Bisogna ricordare, bisogna capire, bisogna chiedere. Per questo in occasione del XXVII anniversario della strage si inaugura a Bologna il museo per la Memoria di Ustica: lì il relitto del Dc9 Itavia, il testimone-protagonista della vicenda che ha accompagnato nell'ultimo viaggio, fino all'ultimo palpito di vita, le 81 vittime innocenti, ripescato dal Tirreno e ricomposto per effettuare le varie perizie a Pratica di Mare, poi riportato a Bologna da dove era iniziato il suo ultimo viaggio, dialogherà con una grande istallazione di Christian Boltanski, uno dei più importanti artisti contemporanei a livello mondiale, che ha fatto della memoria il tema costante della sua ricerca.
E ci porrà con maggior forza, anche con l'emozione dell'arte, le domande che in questi anni abbiamo rivolto alle Istituzioni che non hanno reagito con un sussulto di dignità nazionale quando il giudice Priore, dal 1999, ci ha posto davanti una prima verità sulla tragedia: «l'incidente al DC9 è occorso a seguito di azione militare di intercettamento, il Dc9 è stato abbattuto, è stata spezzata la vita a 81 cittadini innocenti con un'azione, che è stata propriamente atto di guerra, guerra di fatto e non dichiarata, operazione di polizia internazionale coperta contro il nostro Paese, di cui sono stati violati i confini e i diritti. Nessuno ha dato la minima spiegazione di quanto è avvenuto».
Penso che solo il sospetto dell'abbattimento di un aereo civile durante il viaggio su una rotta interna avrebbe richiesto ben altra determinazione, ad esempio nelle richieste di spiegazioni a Paesi amici ed alleati.
E analoghe le domande alla politica che negli anni non ha saputo trovare la forza per chiedere conto di tutto ciò che è successo quando era stata la Commissione Stragi del compianto senatore Gualtieri ad «indicare al parlamento le responsabilità delle istituzioni militari per avere trasformato una "normale" inchiesta sulla perdita di un aereo civile, con tutti i suoi 81 passeggeri, in un insieme di menzogne, di reticenze, di deviazioni, al termine del quale, alle 81 vittime, se ne è aggiunta un'altra: l'Aeronautica militare».
Quel relitto è diventato il simbolo dell'impegno per la verità, prima inabissata nell'indifferenza, poi poco alla volta richiamata all'attenzione, ripescata con una grande mobilitazione dell'opinione pubblica, poi studiata, sistemata, in parte conquistata da una stagione di impegno della magistratura.
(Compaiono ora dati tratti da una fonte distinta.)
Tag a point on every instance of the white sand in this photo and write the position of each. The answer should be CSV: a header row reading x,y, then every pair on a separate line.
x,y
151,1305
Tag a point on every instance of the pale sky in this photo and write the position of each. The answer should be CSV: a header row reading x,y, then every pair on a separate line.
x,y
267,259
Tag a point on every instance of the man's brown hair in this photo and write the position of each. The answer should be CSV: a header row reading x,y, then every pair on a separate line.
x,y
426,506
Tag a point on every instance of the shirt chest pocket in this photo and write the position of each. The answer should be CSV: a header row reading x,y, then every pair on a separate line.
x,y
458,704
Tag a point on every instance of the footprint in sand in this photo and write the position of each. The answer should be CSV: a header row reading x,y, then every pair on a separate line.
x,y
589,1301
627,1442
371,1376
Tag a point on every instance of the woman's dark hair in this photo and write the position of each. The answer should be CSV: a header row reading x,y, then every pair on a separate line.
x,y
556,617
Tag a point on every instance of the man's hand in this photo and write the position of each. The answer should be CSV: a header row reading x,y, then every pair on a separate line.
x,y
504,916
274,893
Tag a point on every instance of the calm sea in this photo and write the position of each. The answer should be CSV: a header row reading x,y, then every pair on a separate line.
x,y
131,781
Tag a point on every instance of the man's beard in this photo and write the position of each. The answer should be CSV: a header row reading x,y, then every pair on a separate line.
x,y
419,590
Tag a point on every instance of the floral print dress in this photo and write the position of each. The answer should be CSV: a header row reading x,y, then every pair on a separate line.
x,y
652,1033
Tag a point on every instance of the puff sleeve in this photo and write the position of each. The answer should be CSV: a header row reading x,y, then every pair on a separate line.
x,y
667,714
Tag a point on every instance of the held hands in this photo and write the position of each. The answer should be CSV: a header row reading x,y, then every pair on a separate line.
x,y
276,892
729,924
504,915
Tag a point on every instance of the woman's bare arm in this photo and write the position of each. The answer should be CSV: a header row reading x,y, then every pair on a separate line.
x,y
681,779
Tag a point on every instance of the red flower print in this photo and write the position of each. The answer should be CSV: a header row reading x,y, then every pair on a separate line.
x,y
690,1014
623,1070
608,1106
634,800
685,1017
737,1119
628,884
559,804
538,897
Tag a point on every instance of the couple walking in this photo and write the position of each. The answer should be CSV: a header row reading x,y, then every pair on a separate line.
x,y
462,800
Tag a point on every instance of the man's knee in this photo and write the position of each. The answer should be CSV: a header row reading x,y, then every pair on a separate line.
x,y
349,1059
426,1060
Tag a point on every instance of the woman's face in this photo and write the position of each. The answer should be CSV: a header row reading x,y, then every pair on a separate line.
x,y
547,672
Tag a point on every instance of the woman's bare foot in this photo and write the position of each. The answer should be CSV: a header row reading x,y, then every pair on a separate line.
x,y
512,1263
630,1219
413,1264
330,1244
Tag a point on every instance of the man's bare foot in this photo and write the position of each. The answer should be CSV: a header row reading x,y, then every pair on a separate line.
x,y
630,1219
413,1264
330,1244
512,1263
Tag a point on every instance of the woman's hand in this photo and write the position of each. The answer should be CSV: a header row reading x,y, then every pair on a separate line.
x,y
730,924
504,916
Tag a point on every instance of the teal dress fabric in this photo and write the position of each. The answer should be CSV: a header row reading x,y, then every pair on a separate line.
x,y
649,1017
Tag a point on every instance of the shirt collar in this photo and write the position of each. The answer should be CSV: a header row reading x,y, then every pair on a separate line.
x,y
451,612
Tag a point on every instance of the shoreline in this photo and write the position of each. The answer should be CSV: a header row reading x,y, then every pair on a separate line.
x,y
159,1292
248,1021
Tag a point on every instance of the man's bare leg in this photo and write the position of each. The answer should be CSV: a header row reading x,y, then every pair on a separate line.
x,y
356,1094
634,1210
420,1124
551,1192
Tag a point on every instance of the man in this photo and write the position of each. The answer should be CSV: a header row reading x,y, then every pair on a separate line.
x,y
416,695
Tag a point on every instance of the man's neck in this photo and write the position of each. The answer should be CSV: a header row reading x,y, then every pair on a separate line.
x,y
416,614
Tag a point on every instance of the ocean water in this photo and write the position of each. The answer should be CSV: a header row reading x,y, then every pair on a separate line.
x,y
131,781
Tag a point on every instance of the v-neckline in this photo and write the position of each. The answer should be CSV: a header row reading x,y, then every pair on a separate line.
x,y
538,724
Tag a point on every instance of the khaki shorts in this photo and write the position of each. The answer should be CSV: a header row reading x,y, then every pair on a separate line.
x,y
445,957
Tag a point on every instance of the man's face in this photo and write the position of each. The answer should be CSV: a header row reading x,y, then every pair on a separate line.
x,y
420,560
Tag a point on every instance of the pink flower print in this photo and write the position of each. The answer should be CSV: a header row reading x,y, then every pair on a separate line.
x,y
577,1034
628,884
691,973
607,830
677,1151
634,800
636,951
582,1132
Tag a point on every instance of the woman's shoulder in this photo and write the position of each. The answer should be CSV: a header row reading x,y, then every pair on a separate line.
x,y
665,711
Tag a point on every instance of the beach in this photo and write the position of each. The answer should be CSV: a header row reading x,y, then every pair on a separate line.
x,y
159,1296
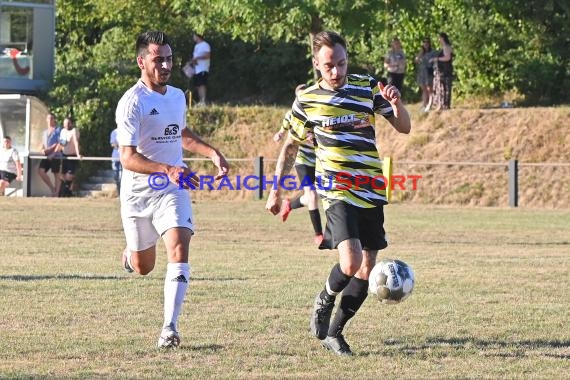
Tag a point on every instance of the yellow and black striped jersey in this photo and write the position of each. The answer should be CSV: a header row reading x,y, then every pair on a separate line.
x,y
306,153
342,125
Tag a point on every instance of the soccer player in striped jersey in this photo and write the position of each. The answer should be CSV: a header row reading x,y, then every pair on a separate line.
x,y
338,114
305,167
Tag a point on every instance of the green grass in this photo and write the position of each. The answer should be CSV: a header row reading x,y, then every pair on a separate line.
x,y
491,298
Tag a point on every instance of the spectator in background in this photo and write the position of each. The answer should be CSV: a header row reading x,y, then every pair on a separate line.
x,y
50,141
69,147
424,75
10,165
443,77
116,160
201,62
395,64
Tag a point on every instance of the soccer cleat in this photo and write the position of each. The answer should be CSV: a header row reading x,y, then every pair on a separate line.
x,y
169,338
285,209
318,239
337,344
321,317
125,262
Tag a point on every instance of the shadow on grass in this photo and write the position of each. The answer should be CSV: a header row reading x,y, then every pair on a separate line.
x,y
20,277
437,346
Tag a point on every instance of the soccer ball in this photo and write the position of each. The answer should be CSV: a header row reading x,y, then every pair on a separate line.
x,y
391,281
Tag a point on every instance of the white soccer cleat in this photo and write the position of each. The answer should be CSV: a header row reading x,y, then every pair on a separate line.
x,y
169,338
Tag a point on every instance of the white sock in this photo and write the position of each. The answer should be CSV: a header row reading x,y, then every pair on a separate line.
x,y
175,285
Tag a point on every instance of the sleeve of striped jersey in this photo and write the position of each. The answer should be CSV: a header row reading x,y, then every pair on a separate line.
x,y
286,123
299,126
381,105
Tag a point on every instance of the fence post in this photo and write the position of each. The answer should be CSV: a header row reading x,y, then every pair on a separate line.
x,y
513,183
258,169
26,181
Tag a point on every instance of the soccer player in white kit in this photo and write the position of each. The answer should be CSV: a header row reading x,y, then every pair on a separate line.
x,y
151,131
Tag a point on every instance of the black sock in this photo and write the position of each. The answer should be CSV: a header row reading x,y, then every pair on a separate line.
x,y
316,220
296,203
336,282
353,297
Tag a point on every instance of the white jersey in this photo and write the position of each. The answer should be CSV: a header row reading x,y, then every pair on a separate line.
x,y
153,123
8,159
113,141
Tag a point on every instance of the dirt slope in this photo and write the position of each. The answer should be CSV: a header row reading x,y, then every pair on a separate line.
x,y
485,138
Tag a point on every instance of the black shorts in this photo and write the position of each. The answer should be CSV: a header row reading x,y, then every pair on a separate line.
x,y
69,166
7,176
345,221
52,164
201,79
305,173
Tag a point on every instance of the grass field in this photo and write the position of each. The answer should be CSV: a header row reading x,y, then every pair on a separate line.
x,y
492,297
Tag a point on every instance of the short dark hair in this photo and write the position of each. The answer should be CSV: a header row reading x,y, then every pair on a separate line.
x,y
327,38
150,37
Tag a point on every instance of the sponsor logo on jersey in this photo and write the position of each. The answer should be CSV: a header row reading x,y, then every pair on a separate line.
x,y
171,130
345,121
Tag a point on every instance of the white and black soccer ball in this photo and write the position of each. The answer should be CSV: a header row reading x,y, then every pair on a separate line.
x,y
391,281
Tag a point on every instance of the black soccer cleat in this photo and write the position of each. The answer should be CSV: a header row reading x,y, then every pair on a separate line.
x,y
321,317
337,344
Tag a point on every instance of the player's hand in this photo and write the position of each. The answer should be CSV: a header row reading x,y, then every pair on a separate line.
x,y
220,162
273,204
175,173
391,94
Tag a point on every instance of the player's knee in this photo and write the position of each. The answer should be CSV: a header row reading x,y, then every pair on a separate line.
x,y
144,269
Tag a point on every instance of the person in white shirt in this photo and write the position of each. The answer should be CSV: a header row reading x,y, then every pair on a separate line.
x,y
69,147
151,131
201,62
10,165
116,160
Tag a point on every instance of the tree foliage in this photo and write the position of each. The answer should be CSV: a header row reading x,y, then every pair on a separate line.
x,y
261,48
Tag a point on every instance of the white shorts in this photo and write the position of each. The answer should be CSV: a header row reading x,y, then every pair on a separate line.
x,y
146,219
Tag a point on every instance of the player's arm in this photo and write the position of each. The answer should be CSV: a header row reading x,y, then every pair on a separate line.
x,y
193,143
285,163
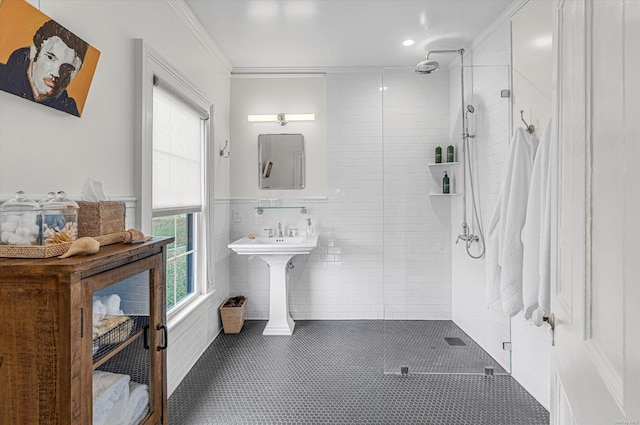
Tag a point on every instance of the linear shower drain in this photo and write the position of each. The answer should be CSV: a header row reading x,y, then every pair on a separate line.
x,y
454,341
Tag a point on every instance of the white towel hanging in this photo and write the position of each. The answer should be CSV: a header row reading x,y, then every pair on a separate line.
x,y
504,243
536,235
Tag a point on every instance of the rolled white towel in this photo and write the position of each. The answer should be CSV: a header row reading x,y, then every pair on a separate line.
x,y
116,415
111,303
138,405
99,310
108,388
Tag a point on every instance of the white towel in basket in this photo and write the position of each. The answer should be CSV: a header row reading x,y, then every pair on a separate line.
x,y
108,389
138,405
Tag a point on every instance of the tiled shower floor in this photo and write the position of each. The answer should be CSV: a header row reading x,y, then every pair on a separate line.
x,y
331,372
421,345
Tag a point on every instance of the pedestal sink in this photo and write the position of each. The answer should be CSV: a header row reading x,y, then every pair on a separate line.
x,y
277,252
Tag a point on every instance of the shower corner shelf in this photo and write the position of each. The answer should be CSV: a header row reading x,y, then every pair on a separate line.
x,y
442,164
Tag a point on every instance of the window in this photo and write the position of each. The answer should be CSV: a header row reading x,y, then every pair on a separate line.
x,y
179,133
172,186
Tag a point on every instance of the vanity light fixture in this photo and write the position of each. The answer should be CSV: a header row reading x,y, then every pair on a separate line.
x,y
281,118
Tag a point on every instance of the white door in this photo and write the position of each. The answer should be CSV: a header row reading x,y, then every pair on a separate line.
x,y
595,362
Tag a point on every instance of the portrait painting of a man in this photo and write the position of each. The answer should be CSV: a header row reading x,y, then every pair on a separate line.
x,y
45,68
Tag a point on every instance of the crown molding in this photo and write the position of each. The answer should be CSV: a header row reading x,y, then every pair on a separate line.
x,y
504,17
185,13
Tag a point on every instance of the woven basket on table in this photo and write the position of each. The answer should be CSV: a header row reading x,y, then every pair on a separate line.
x,y
233,316
55,250
100,218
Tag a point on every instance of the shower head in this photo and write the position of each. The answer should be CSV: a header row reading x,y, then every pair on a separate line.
x,y
427,67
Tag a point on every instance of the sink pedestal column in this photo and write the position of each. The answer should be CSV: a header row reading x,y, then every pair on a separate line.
x,y
280,322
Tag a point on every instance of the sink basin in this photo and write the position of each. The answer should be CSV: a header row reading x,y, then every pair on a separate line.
x,y
284,245
277,252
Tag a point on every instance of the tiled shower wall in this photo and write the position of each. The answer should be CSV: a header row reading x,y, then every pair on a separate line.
x,y
384,249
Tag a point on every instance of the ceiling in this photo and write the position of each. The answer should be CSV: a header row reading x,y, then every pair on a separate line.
x,y
307,34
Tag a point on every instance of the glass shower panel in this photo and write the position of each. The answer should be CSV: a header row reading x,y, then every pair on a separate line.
x,y
435,318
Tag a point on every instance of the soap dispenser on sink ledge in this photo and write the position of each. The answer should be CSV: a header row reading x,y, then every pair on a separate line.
x,y
310,231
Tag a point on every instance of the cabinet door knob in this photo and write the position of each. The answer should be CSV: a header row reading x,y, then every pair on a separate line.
x,y
166,337
146,336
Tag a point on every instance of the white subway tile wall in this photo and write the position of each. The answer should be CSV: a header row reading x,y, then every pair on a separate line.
x,y
384,248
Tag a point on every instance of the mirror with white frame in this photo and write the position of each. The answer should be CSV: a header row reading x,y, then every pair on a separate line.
x,y
281,161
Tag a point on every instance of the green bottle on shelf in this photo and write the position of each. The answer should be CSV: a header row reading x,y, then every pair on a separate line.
x,y
445,183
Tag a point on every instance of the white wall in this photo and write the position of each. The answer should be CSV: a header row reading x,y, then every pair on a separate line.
x,y
273,94
532,65
491,123
42,149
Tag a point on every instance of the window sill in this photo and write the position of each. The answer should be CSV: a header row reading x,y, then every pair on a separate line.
x,y
176,317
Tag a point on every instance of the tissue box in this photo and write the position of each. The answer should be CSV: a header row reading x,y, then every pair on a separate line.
x,y
100,218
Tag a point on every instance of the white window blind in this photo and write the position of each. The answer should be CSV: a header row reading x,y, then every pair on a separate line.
x,y
178,130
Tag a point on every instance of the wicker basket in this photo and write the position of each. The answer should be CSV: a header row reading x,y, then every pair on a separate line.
x,y
55,250
233,316
100,218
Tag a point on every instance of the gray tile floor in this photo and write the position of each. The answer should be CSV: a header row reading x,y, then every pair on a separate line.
x,y
331,372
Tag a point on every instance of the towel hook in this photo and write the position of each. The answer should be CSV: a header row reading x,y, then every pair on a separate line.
x,y
530,127
222,154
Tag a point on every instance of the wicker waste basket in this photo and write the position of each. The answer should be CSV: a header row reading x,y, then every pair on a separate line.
x,y
232,312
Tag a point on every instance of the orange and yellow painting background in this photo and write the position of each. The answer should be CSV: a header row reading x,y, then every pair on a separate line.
x,y
18,23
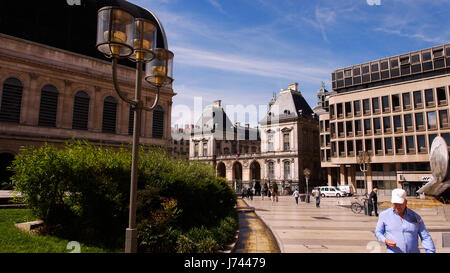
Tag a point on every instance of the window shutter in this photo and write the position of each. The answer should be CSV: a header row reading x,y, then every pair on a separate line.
x,y
158,123
49,106
80,116
11,100
109,115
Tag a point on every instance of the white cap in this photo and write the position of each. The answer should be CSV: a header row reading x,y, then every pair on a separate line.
x,y
398,196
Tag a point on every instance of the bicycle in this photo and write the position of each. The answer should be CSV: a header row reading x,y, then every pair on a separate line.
x,y
358,205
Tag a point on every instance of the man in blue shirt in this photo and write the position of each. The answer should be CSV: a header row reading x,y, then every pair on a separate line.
x,y
400,227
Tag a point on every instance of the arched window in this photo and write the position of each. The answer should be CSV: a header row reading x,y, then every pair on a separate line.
x,y
131,122
80,117
109,115
287,170
48,108
158,122
11,100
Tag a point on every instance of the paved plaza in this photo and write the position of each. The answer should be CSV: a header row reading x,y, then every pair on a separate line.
x,y
334,228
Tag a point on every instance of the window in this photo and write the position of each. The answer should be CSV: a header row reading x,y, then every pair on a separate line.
x,y
431,139
270,147
432,122
358,127
385,102
396,102
349,128
158,122
441,96
342,148
446,137
443,119
80,115
286,142
429,97
408,123
410,145
388,146
397,124
377,125
421,144
368,143
359,147
367,127
420,124
350,150
348,109
196,149
287,170
387,124
418,102
205,149
378,146
131,121
399,145
109,115
376,105
11,100
366,106
406,101
271,170
357,107
49,106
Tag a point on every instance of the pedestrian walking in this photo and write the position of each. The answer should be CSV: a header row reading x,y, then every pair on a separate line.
x,y
399,227
317,196
250,193
373,202
296,195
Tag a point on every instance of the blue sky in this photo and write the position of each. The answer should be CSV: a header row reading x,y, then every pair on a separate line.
x,y
241,51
Oggi ritrovarsi attorno a quella carcassa, sentire le emozioni trasmesse da una grande opera d'arte, deve dare ancor più la forza per raccogliere documentazione, per studiare quell'avvenimento e questi lunghi anni di impegno civile e di vita politica italiana.
Non cerchiamo una memoria retorica imbalsamata che dia tranquillità, vogliamo una memoria che faccia sentire il bruciore della ferita spinga ancora all'impegno che aumenti l'ostinazione della ricerca.
La completa verità deve rimanere il nostro orizzonte, verità per i nostri cari, per 81 cittadini innocenti, ma , a questo punto, ancor di più per la dignità di tutti: a partire dalla vicenda di Ustica bisogna ribadire che l'Italia non può più essere il Paese delle troppe verità negate.